Au début des années 80, pour bien montrer le modernisme de Janáček, Boulez cala son Capriccio entre la Sérénade opus 24 de Schoenberg, The Unanswered question (la Question sans réponse) de Charles Ives et Renard de Stravinsky, tous ouvrages des années 20 ou environ (8). Alain Planès de nouveau s'affronta avec la partie de piano du maître morave. L'Ensemble Intercontemporain assura la cohabitation de ces quatre ouvrages au Théâtre de la Ville, le 12 avril 1979. Il céda encore à ses charmes en fin d'année 1980, lorsqu'il dirigea au Théâtre de la Ville (9), le maître morave en compagnie de Stravinsky, Webern et Stockhausen. Les musiciens de l'Ensemble Intercontemporain jouèrent-ils Mládí ce soir-là ? J'incline à le penser bien que l'annonce du concert ne le précisait pas et que je n'ai pas retrouvé de compte-rendu.  Par contre, il est sûr que, le 2 mai 1985, il dirigea Mládí avec son Ensemble Intercontemporain. Jamais Pierre Boulez n'avait autant choyé le maître morave en si peu de temps. Malheureusement, cette lune de miel, si elle se prolongea quelque peu dans les mois suivants, sembla perdre de son attrait aux yeux du chef d'orchestre qui observa un long silence, durant une vingtaine d'années, avant de revenir à Janáček dans les années 2000.


Pierre Boulez
cliché aimablement communiqué par son auteur, Jean Radel

Les vues de Boulez sur la musique de Janáček  concordaient avec celles de Milan Kundera, sans qu’ils se soient concertés. Pierre Boulez se focalisa sur les œuvres de la dernière décennie de la vie du compositeur. Il marqua d’une empreinte particulière son interprétation de la Sinfonietta, du Capriccio et de la Messe glagolitique, ces trois ouvrages réunis dans un même concert parisien le 4 octobre 2003. 

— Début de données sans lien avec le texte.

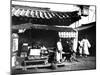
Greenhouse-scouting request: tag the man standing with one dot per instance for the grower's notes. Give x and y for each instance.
(86, 45)
(59, 52)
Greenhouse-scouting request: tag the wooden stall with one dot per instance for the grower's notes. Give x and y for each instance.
(38, 30)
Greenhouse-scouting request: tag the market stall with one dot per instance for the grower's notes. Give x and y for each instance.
(38, 30)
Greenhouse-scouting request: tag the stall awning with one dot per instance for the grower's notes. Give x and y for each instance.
(35, 15)
(86, 26)
(37, 26)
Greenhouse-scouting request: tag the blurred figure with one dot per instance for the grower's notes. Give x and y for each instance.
(86, 45)
(59, 52)
(80, 48)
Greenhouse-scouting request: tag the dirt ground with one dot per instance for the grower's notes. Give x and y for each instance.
(88, 63)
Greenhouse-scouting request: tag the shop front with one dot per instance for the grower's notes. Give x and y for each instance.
(35, 33)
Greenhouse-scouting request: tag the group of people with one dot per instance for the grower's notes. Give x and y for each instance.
(84, 44)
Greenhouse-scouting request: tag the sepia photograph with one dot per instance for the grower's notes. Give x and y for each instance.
(52, 37)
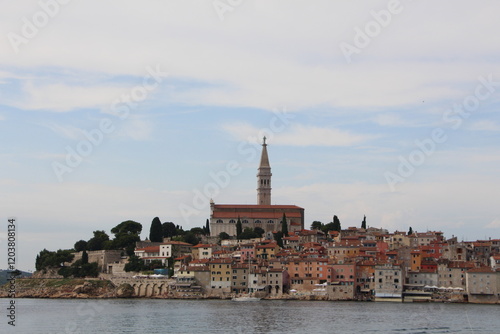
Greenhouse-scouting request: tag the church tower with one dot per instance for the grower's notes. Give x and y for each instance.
(264, 178)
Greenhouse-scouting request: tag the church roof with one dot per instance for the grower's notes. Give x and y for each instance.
(245, 211)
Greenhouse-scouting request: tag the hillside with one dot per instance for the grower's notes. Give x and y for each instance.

La seconde exécution de la Messe se coula dans l'écrin de la basilique de Saint-Denis lors du Festival habituel du mois de juin en 2009. Le verbe impérieux et précis de Boulez portait toujours haut et loin. Sa stature de compositeur, de chef, de théoricien en imposait dans le monde musical français. Toujours aussi tranchant, mais d'une manière un peu plus souple que dans les années 50, Boulez hissait Janáček sur un pavois. Après en avoir été écarté pendant longtemps, ce compositeur solitaire et non-conformiste entrait dans le panthéon des compositeurs du XXème siècle, désigné par le grand maître de la musique contemporaine. Boulez prouva en 2007 que cette position se justifiait. La production De la Maison des morts qu'il dirigea à Aix-en-Provence (et ailleurs en Europe) connut un retentissement considérable, encore renforcé par la sortie ultérieure du DVD. 

Défricheur de territoires musicaux peu courus, Boulez contribua à imposer Janáček alors que le public français entamait la découverte de sa musique et s’apprêtait à l'apprécier de plus en plus. Sans lui, la reconnaissance du génie du maître morave par les mélomanes aurait sans doute tardé un peu plus.

Joseph Colomb - janvier 2016

Notes

1. En capitales dans le texte.

2. La Revue Musicale, n° 212, page 119, avril 1952.

3. L'Express, n° 650 du 28 novembre 1963, page 35.

4. suivant le terme utilisé par Boulez lui-même pour qualifier les créateurs du début du XXe siècle qui trouvaient grâce à son entendement.

5. Le dimanche 15 avril, conjointement sur France Musique et sur la chaîne de télévision A2, retransmission d'une représentation de Lulu ! Heureuse époque ! Heureux téléspectateurs !

6. La revue Harmonie, dans son numéro 146 du mois d'avril 1979 salua ces événements par un long article d'Harry Hallbreich (20 pages !) avec une bibliographie et un discographie qui ne recensait pas moins de 50 enregistrements de la musique de Berg !

7. la mezzo Anna Ringart chantait Zofka, la noire tzigane, tandis que Muriel Berger, Birgit Grenat et Martine Terrier formaient le chœur de femmes.

8. Précisons : The Unanswered question de Charles Ives date de 1906, Renard de Stravinsky de 1916/7, la Sérénade opus 24 de Schœnberg de 1923 et le Capriccio de 1926.

9. Le concert eut lieu le 8 décembre 1980 au moment où Jenůfa entrait pour la première fois à l'Opéra de Paris.